CP violation (which distinguishes matter from antimatter) was first seen in 1964. Up till this year it was only seen in the decay of neutral kaons, and the violation was small: a fraction of a percent difference between particles and antiparticles. Reports at this conference by international groups from the Belle experiment in Japan and BaBar in the USA, using the new "B meson factories" have now definite evidence of CP violation in the neutral B meson system, where the asymmetry is much greater. In addition "direct" CP violation as well as "indirect" has been seen in these experiments, and also in the neutral kaon system at CERN and Fermilab*. These results narrow down the theoretical suggestions and are likely to be a significant step towards telling us why matter and antimatter, which presumably must have existed in equal quantities at the time of the Big Bang, did not fully annihilate, leading to the present universe and our existence.

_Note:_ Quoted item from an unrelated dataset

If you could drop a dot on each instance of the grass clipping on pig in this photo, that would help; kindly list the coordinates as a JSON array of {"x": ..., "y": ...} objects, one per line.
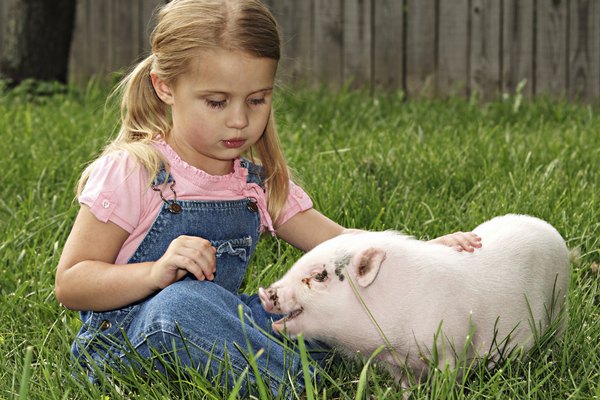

Interesting results in neutrino physics were presented. The main results come from solar neutrinos and atmospheric neutrinos (those produced as decay products in cosmic ray interactions in the atmosphere). Excellent results came from two large international collaborations using deep underground detectors: SuperKamiokande in Japan and SNO - the Sudbury Neutrino Observatory in Canada (which also includes a significant number of UK physicists). Taking the results from these experiments and others, it is now clear that muon-type neutrinos can change into another type. Results also show that the "Solar Neutrino Problem", the fact that too few solar neutrinos are observed on Earth, is caused by electron-type neutrinos changing into another active species. The experiments are completely consistent with theories of neutrino oscillations, whereby the neutrino mass eigenstates are different from the observed weak interaction eigenstates (although actual oscillations have not yet been observed). The results favour the so-called large angle mixing solution and give likely values for the (squared) mass differences between neutrino species. They are also consistent with the "Standard Solar Model" which calculates in detail the complicated contributions to the electon-neutrino spectrum from the various nuclear processes in the Sun.

* Direct CP violation implies that the meson decays into the "wrong" CP eigenstate, whereas indirect implies that the meson first turns into its antiparticle which then decays into this eigenstate.